En résumé, von Trier utilise judicieusement un cadre forestier étouffant, dont les arbres multiples renvoient immanquablement à l'allégorie des souvenirs qui jonchent la mémoire, et des bois regorgeant les monstres et les merveilles que l'esprit humain est capable de receler.
Mais le gros point sensible du film reste évidemment le jugement attribué à l'élément féminin, édicté par les deux protagonistes. Dès le départ, le vice féminin et ses velléités de vengeance gratuite se font ressentir, un avertissement que le spectateur ferait bien de garder en tête jusqu'à la fin.

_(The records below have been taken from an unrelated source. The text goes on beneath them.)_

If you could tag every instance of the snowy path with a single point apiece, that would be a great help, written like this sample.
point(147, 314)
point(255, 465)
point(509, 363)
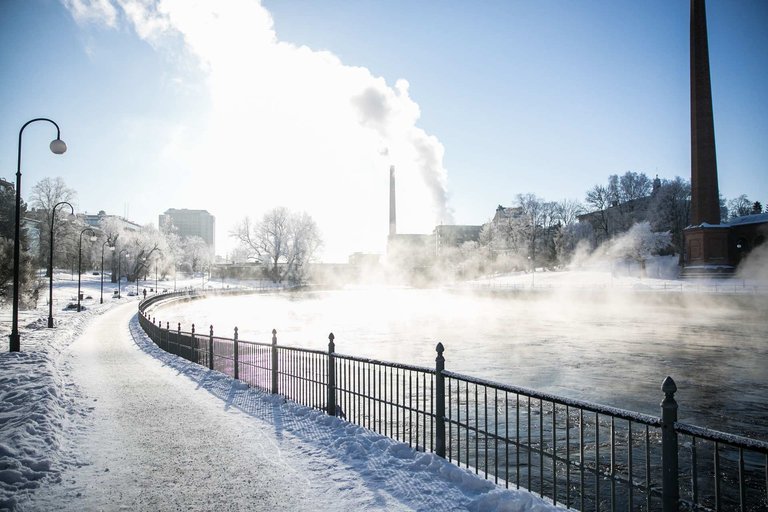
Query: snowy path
point(164, 434)
point(157, 442)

Peu à peu, les rôles s'inversent. La mère mortifiée se change rapidement en furie dont l'hystérie sanglante révélerait l'absence de cette bienveillance maternelle que la société s'emploie à enfoncer dans nombre d'esprits. La maltraitance infantile qui lui est attribuée est aussi glaçante que pertinente. L'objet du débat est en effet houleux : un mal intrinsèque à la nature féminine est-il la justification aux brimades dont le genre est victime depuis la nuit des temps ? Il y avait bien là de quoi outrer les lecteurs assidus de Libération. Pourtant, nulle affirmation n'est jamais claquée face à la caméra. Seule une présomption de culpabilité demeure, bien que confortée par les actes fous de Charlotte Gainsbourg (mais le doute, là encore, existe). Les hommes, eux, ne sont pas lotis à une meilleure enseigne, considérés comme froids, dénués d'instinct paternel inhérent et désintéressés de leur progéniture comme de leur compagne, naïfs et butés.


En clair, cette ode à la violence n'épargne personne. Hommes ou femmes, c'est bien le genre humain tout entier qui se voit cloué au pilori devant l'objectif de von Trier.
Ainsi, malgré quelques longueurs peu dommageables et une symbolique parfois peu compréhensible (notamment l'incarnation de la triade), Antichrist apporte une bouffée de fraîcheur paradoxale en nageant à contre-courant de la doxa pro-féminisme suintante qui, à trop vouloir se répandre dans les médias et autres passerelles vers son public, tombe dans un piège d'absolutisme fort dommageable.


Le misogynisme ne se défend pas. Il se pense.